Segundo o ministro das Comunicações, Juscelino Filho, além de universalizar a conectividade, o Escolas Conectadas vai fomentar a equidade de oportunidades de acesso às tecnologias digitais no processo de ensino e aprendizagem.

“A conectividade significativa nas escolas públicas será capaz de transformar o ensino no Brasil. A contribuição do Ministério das Comunicações é no sentido de disponibilizar uma infraestrutura de conectividade que auxilie e apoie os professores e gestores na educação de nossas crianças e jovens.
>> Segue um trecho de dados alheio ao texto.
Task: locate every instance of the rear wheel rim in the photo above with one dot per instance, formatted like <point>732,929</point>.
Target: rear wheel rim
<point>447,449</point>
Vamos colocar a tecnologia à serviço dos trabalhadores da educação e dos nossos estudantes. Acesso à internet é democracia, é participação social, é cidadania”, destacou Juscelino Filho durante o lançamento da Estratégia Nacional de Escolas Conectadas, nesta terça-feira (26), em Brasília.

 A Estratégia Nacional de Escolas Conectadas é dividida em quatro principais eixos de conectividade: implantar infraestrutura de rede de acesso à internet em alta velocidade; disponibilizar acesso à internet com velocidade adequada; instalação de redes Wi-Fi nas escolas; e fornecimento de energia elétrica. Com elas, o Governo Federal irá promover o acesso à internet de qualidade nas mais de 138,3 mil escolas de educação básica do Brasil.

Para o ministro da Educação, Camilo Santana, a Estratégia vai além de levar a conectividade, incluindo a cidadania digital dentro dos currículos escolares das escolas públicas. “É importante o alinhamento com a Base Nacional Comum Curricular, incluindo a cidadania digital dentro das competências digitais adequadas a cada etapa do ensino básico. O acesso à internet é diferente para quem está nos primeiros anos e para quem está no ensino médio” explicou o ministro durante o evento.

 O Escolas Conectadas vai articular políticas de conectividade de escolas criadas recentemente. São elas: Fust, Programa Aprender Conectado, Lei de Conectividade (Lei 14.172/2021), Wi-Fi Brasil, Programas Norte e Nordeste Conectados, Política de Inovação Educação Conectada (PIEC), Programa Banda Larga nas Escolas Públicas Urbanas (PBLE) e Programa de Atendimento de Escolas Rurais.

Serão investidos R$ 8,8 bilhões para as ações relacionadas às Escolas Conectadas. Desse total, R$ 6,5 bilhões são do eixo “Inclusão Digital e Conectividade” do Novo PAC, que serão destinados para a implantação de conexão à internet e rede interna nas escolas. Os recursos são provenientes de quatros fontes: Leilão do 5G, Fundo de Universalização dos Serviços de Telecomunicações (Fust), Programa de Inovação Educação Conectada (PIEC) e Lei 14.172 de 2021.

Os R$ 2,3 bilhões adicionais serão usados para viabilizar os demais eixos da Estratégia Nacional de Escolas Conectadas. Os recursos são provenientes de três fontes: Lei 14.172/2021 – R$ 1,7 bilhão; Política de Inovação Educação Conectada (PIEC) – R$ 350 milhões; e Fundo Nacional de Desenvolvimento Científico e Tecnológico (FNDCT) – R$ 250 milhões.

A Estratégia Nacional de Escolas Conectadas será gerida por um Comitê Executivo coordenado pelo Ministério da Educação, Ministério das Comunicações e Casa Civil da Presidência da República. Também terão representantes no Comitê os ministérios da Ciência, Tecnologia e Inovação e de Minas e Energia, a Agência Nacional de Telecomunicações (Anatel), o Fundo Nacional de Desenvolvimento da Educação (FNDE), a Telebras, o Banco Nacional de Desenvolvimento Econômico e Social (BNDES) e a Rede Nacional de Ensino e Pesquisa (RNP).

 O Comitê será responsável por estabelecer metas para os objetivos do Escolas Conectadas e definir e divulgar parâmetros técnicos da conectividade. As metas e documentos técnicos aprovados servirão como referência para a atuação dos demais órgãos e colegiados, especialmente o Grupo de Acompanhamento do Custeio a Projetos de Conectividade de Escolas (Gape) e o Conselho Gestor do Fust.

 Ao Ministério das Comunicações compete propor soluções de conectividade mais eficientes, de acordo com a realidade de cada escola. Já o Ministério da Educação irá articular e coordenar ações necessárias para atingir os objetivos junto aos estados, o Distrito Federal e os municípios.